0 → 1, Shipping Threads in 5 Months

13 Nov 2024 (1 month ago)
0 → 1, Shipping Threads in 5 Months

The Launch of Threads

  • Zahan, an engineer at Meta, discusses the launch of the Threads app, which was developed in response to Elon Musk's acquisition of Twitter and the subsequent changes made to the platform (17s).
  • In January of the previous year, Zahan was looking for a new project to work on, and the tech scene was buzzing about Elon Musk's business decisions since taking Twitter private in November (38s).
  • Mark Zuckerberg had previously pivoted Facebook and Instagram to focus on private communication between friends, leaving Twitter as the de facto forum for public debate and discussion (54s).
  • After Elon Musk took over Twitter, he made several controversial decisions, leading to concerns that the site would experience an extended outage, depriving millions of users of their favorite online platform (1m22s).
  • Meta saw an opportunity to create a competing product, but initially thought that making text posts easier on Instagram would be enough, which proved to be unsuccessful (1m53s).
  • The team realized that they needed to build a new product with its own culture and norms, rather than trying to adapt an existing product like Instagram (2m21s).
  • The main concern was the time it would take to build a new product, as the window of opportunity to capitalize on Twitter's changes was fleeting (2m42s).
  • Time to market was prioritized, and every shortcut was considered to ensure that the product could be shipped quickly (3m0s).
  • The team defined the basic values of the product, including a text-first format, carrying over Instagram's design language and ethos, and openness, with a community that could craft its own experience with an API (3m22s).
  • The team considered the current social media landscape, where public content is widely available through embeds, and people share their Twitter feeds across various platforms, and decided that a new walled-garden product wouldn't be successful (4m0s).
  • They took inspiration from Mastodon, the fediverse, and interoperable social networks, and prioritized the needs of creators, who produce the majority of content on social networks, often following a zipf distribution (4m15s).

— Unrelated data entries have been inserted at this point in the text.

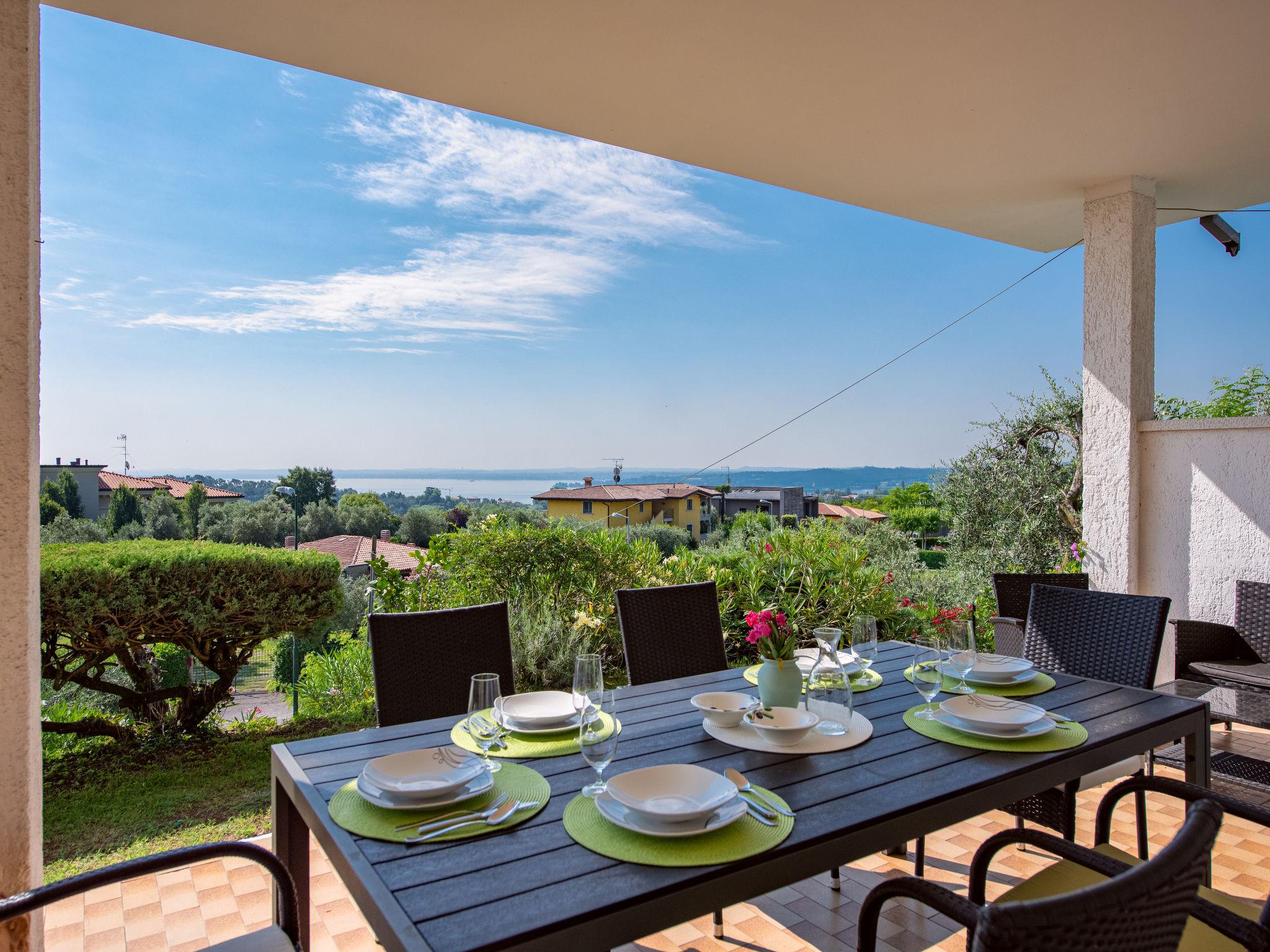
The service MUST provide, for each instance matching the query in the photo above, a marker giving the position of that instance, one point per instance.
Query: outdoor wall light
(1220, 229)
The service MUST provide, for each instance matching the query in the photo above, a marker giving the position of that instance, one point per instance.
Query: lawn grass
(120, 801)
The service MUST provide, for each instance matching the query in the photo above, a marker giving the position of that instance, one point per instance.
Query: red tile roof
(356, 550)
(629, 491)
(831, 511)
(110, 482)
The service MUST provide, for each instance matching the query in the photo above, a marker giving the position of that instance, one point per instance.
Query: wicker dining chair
(424, 662)
(1134, 909)
(1231, 655)
(671, 631)
(1104, 635)
(1014, 594)
(283, 937)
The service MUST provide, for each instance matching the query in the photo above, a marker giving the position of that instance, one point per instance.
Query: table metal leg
(291, 845)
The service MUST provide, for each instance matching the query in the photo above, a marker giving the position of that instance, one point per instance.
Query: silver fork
(494, 821)
(456, 814)
(488, 725)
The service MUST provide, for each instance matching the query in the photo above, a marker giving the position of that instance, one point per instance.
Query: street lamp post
(295, 639)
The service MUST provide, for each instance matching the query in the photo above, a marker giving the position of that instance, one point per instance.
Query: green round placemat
(523, 746)
(520, 782)
(865, 681)
(1037, 685)
(744, 838)
(1066, 735)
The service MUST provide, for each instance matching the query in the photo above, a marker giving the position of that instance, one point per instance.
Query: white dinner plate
(1023, 678)
(672, 792)
(511, 724)
(539, 708)
(988, 712)
(395, 801)
(628, 819)
(1000, 668)
(430, 772)
(1033, 730)
(806, 659)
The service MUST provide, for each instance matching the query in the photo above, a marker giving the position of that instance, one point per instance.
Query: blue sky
(252, 266)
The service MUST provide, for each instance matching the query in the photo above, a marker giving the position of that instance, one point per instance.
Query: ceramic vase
(780, 683)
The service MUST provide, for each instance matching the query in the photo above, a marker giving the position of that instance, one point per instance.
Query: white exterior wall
(1119, 372)
(1204, 514)
(20, 829)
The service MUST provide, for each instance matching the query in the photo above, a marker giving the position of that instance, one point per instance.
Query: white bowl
(672, 792)
(998, 714)
(998, 668)
(723, 707)
(783, 726)
(431, 772)
(539, 708)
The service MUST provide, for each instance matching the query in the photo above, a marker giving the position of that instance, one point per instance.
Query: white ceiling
(984, 116)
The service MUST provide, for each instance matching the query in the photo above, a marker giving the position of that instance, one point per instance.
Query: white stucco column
(19, 410)
(1119, 369)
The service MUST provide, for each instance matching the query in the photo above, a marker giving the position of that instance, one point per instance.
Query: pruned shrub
(106, 607)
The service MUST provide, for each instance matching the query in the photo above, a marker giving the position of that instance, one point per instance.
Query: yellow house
(634, 503)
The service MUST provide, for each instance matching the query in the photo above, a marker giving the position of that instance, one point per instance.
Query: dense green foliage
(311, 485)
(104, 607)
(125, 509)
(1248, 395)
(1014, 500)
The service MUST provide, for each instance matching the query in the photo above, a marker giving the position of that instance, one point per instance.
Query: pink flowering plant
(773, 633)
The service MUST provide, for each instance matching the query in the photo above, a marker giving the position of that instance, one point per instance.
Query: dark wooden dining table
(533, 888)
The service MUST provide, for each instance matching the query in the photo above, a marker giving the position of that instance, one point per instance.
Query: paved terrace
(187, 909)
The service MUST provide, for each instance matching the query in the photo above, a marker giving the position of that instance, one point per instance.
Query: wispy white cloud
(546, 220)
(288, 81)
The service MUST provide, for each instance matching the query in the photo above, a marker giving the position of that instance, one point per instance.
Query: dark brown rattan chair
(1135, 909)
(1014, 594)
(283, 937)
(1231, 655)
(672, 631)
(1103, 635)
(424, 662)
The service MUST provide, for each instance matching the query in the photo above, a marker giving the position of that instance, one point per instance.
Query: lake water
(515, 490)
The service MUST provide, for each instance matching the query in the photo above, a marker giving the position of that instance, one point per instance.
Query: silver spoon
(738, 778)
(492, 821)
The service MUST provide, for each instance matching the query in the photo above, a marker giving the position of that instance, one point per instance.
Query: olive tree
(1014, 500)
(106, 607)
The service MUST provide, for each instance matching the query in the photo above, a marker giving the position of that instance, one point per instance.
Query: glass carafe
(828, 689)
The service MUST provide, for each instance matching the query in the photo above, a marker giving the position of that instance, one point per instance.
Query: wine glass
(962, 653)
(928, 674)
(587, 679)
(864, 640)
(483, 696)
(828, 684)
(597, 738)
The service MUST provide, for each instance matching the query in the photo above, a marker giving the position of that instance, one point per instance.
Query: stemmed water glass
(827, 683)
(483, 696)
(928, 674)
(588, 678)
(864, 640)
(597, 738)
(962, 653)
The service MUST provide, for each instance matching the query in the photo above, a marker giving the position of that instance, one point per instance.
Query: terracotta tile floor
(192, 908)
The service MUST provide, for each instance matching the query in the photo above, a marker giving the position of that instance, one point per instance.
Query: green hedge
(107, 606)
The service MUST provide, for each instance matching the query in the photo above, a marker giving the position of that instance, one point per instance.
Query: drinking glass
(827, 684)
(482, 696)
(588, 678)
(928, 674)
(962, 653)
(597, 738)
(864, 640)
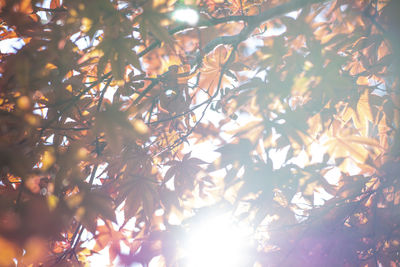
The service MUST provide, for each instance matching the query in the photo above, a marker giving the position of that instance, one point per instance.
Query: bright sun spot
(218, 242)
(188, 15)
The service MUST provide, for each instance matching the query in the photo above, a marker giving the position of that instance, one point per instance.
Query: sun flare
(218, 242)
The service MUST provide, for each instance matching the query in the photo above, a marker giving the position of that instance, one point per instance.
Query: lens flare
(218, 242)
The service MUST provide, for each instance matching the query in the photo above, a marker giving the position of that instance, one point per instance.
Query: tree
(102, 101)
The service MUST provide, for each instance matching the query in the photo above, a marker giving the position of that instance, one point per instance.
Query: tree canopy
(126, 123)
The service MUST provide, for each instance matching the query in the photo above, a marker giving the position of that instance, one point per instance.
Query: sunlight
(218, 242)
(188, 15)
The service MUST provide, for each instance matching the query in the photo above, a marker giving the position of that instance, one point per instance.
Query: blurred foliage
(101, 100)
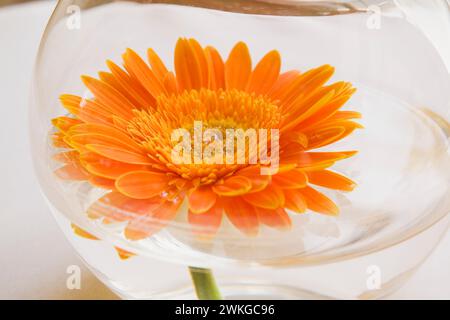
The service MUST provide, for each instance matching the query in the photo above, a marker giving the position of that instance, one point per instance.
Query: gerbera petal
(265, 73)
(103, 183)
(109, 96)
(187, 68)
(202, 199)
(208, 222)
(142, 184)
(105, 167)
(320, 114)
(135, 65)
(253, 173)
(105, 140)
(294, 200)
(242, 215)
(271, 197)
(345, 115)
(305, 83)
(332, 180)
(118, 207)
(216, 69)
(201, 62)
(123, 254)
(105, 130)
(233, 186)
(137, 93)
(71, 172)
(119, 154)
(277, 218)
(318, 202)
(156, 63)
(312, 159)
(238, 67)
(283, 82)
(65, 123)
(292, 179)
(82, 233)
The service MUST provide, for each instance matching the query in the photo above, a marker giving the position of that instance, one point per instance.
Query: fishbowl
(246, 149)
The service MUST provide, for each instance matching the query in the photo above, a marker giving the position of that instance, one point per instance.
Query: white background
(34, 254)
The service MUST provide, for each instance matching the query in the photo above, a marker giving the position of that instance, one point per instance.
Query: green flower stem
(205, 284)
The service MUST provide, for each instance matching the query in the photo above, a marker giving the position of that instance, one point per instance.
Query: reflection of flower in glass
(121, 139)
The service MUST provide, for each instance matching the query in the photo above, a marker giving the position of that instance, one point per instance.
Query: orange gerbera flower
(120, 139)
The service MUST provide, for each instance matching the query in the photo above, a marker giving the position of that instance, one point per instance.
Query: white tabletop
(34, 255)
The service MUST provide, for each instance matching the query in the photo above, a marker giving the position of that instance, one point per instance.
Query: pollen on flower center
(214, 109)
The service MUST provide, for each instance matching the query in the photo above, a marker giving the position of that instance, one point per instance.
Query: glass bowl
(393, 215)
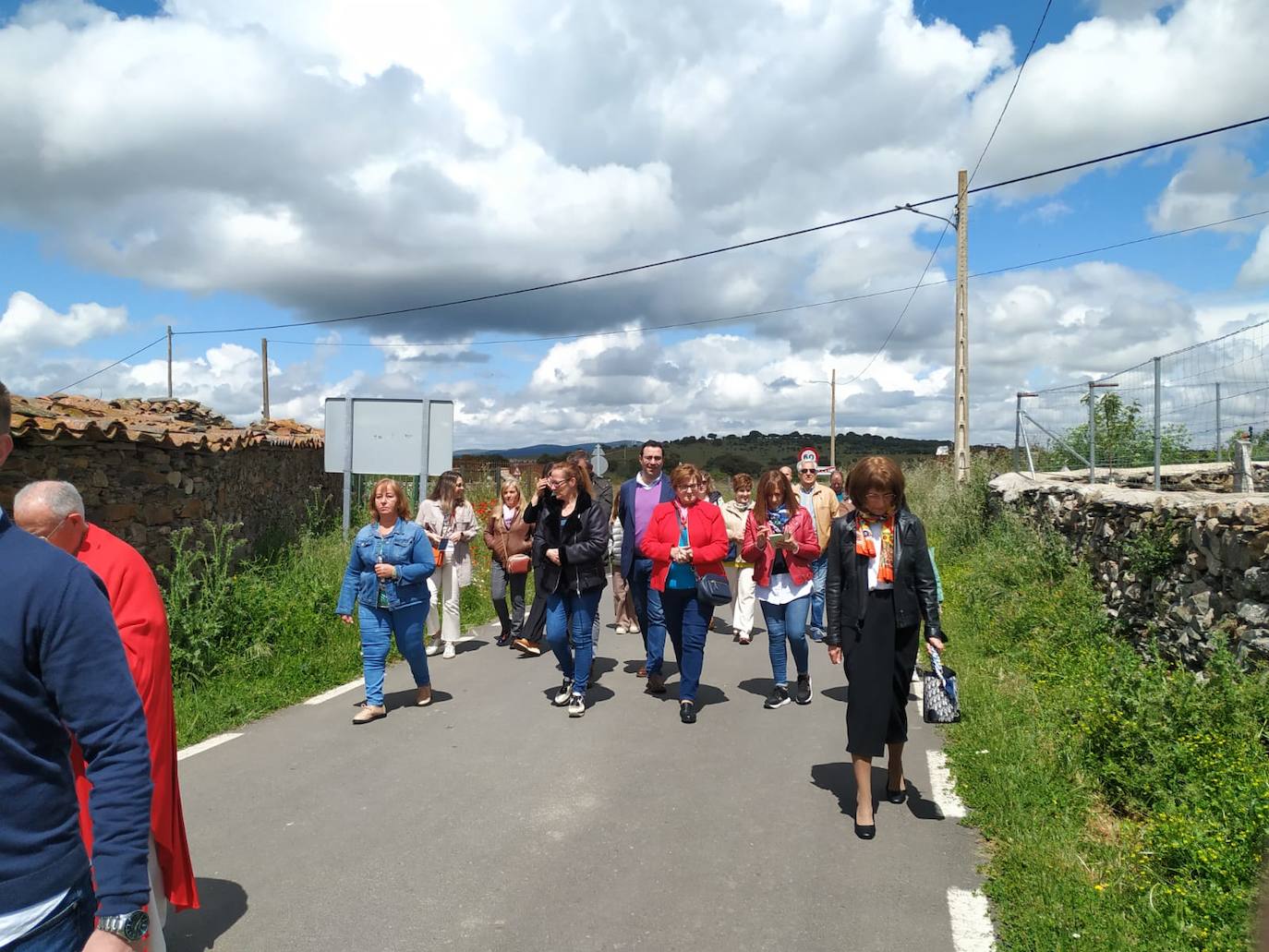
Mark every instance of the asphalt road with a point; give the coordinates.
(491, 820)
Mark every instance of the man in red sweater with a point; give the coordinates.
(54, 512)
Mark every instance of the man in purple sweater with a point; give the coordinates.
(63, 667)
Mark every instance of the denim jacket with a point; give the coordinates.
(407, 548)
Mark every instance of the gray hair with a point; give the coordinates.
(61, 498)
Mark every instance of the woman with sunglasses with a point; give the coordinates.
(782, 544)
(881, 586)
(685, 536)
(570, 542)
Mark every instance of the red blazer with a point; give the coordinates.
(707, 535)
(139, 612)
(803, 528)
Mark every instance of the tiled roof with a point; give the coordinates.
(170, 423)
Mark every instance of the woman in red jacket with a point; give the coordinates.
(782, 542)
(684, 536)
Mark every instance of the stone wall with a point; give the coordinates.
(143, 493)
(1177, 569)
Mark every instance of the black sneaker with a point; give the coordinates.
(565, 692)
(803, 693)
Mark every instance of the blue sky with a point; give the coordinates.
(216, 166)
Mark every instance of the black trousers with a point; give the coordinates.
(879, 669)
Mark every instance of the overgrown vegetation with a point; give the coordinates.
(250, 637)
(1125, 802)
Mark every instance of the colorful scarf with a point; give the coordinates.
(867, 546)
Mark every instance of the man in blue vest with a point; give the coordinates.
(637, 499)
(63, 667)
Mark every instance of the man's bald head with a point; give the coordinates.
(53, 511)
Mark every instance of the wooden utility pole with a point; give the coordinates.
(833, 420)
(961, 446)
(264, 373)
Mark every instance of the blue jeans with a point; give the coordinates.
(377, 627)
(787, 621)
(820, 579)
(67, 927)
(651, 615)
(687, 622)
(570, 613)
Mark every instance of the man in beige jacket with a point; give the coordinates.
(823, 503)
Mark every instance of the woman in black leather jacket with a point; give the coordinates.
(879, 589)
(570, 544)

Development Milestones and Strategy

  • The team outlined four milestones to achieve their goal, with each milestone designed to be a possible end-state where they could ship the product if needed, gradually adding essential functionality (4m59s).
  • Milestone one focused on standing up the app with basic functionality, such as logging in, making text posts, and associating them with an account (5m23s).
  • Milestone two added familiar features like tabs for feed, notifications, and profile, as well as basic integrity features like blocking and reporting profiles (5m35s).
  • Milestone three, the lean launch candidate, fleshed out neglected services like people search, full-screen media viewer, and conversation ranking, and added features like copying photographs from Instagram and muting profiles (5m48s).
  • Milestone four aimed to enable interoperability with the fediverse, but the team ultimately shipped a product similar to milestone 3.5, with a much-needed iteration on top of milestone three (6m17s).
  • The team took a "Polish for launch" mindset as each milestone neared, shifting from building features to refining the product, which was exhausting but helped simplify the product (6m42s).
  • The strategy of setting milestones and iterating on the product served as a strong forcing function to simplify the product and focus on essential features (7m10s).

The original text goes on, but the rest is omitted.